Is it safe to switch to new custom SSL certificate during business hours

I have bought a new certificate (outside Cloudflare) because the old one is expiring. I have uploaded the new certificate and the new and the old certificates are shown side by side. Both as “active”.
Everything looks right. Hosts, Expiration date, etc.
I assume that next step is to remove the old certificate. But I am hesitating to do this. I would love to be able to toggle back and forth in case something went wrong. I don’t have the old certificate file available.
Is there a risk here? Can I switch back, if it doesn’t work, without reuploading the old certificate and having minutes of downtime? Should these things be done outside business hours?
Will I have a bit of downtime even though the new certificate works as it is supposed to?

1 Like

If you are an Enterprise customer you can use the staging feature to validate.
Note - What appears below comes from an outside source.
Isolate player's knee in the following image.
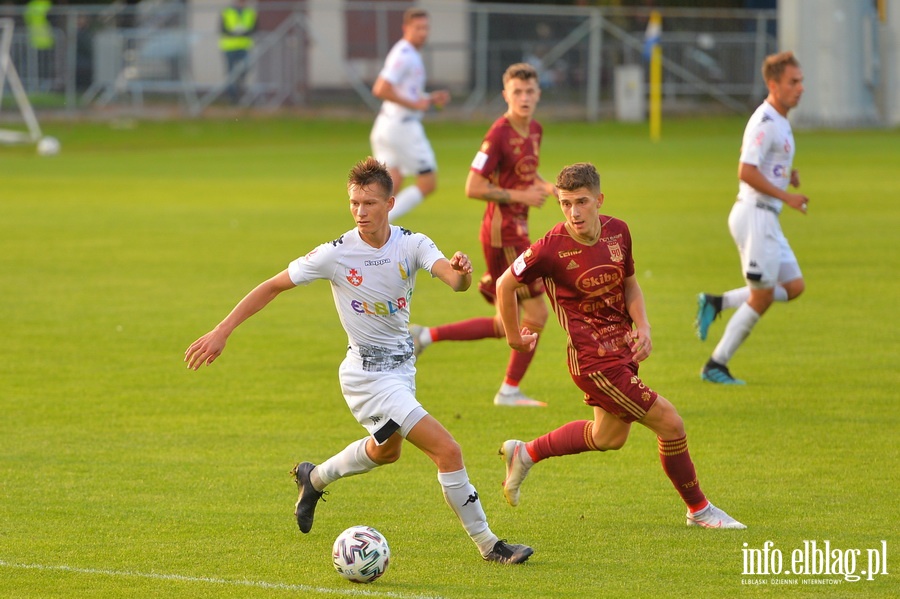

If you aren’t an Ent customer the linked article on staging highlights some of the potential risks… if none of those apply it is a pretty safe opp to update at any point.

1 Like

@nikolaj.kaplan, curious, in your SSL/TLS “Overview” section, what is your SSL/TLS encryption mode set to?

Mine is Full. My take-away with this setting is as long as the Custom cert you have uploaded is valid, it will work.

I have two SSL certs in my “Edge Certificates” section. The one I uploaded, and a “Universal” cert from Cloudflare (I believe they provided one because we’re Enterprise customer(?))

Curious how you go about switching between the two certs showing in Cloudflare in the first place? Both of mine also show active, but the Cloudflare cert is below my Custom cert, which expires in 3 months. Does the selection on the SSL/TLS Overview page determine which SSL cert is used? As it stands, I plan on just getting a new SSL cert, uploading it to our web server and Cloudflare. Apply the new cert on the web server, and delete the expiring cert in Cloudflare and hope the newly uploaded Custom cert takes over.

@cscharff thanks for the staging recommendation. Looking into that now.

This topic was automatically closed 15 days after the last reply. New replies are no longer allowed.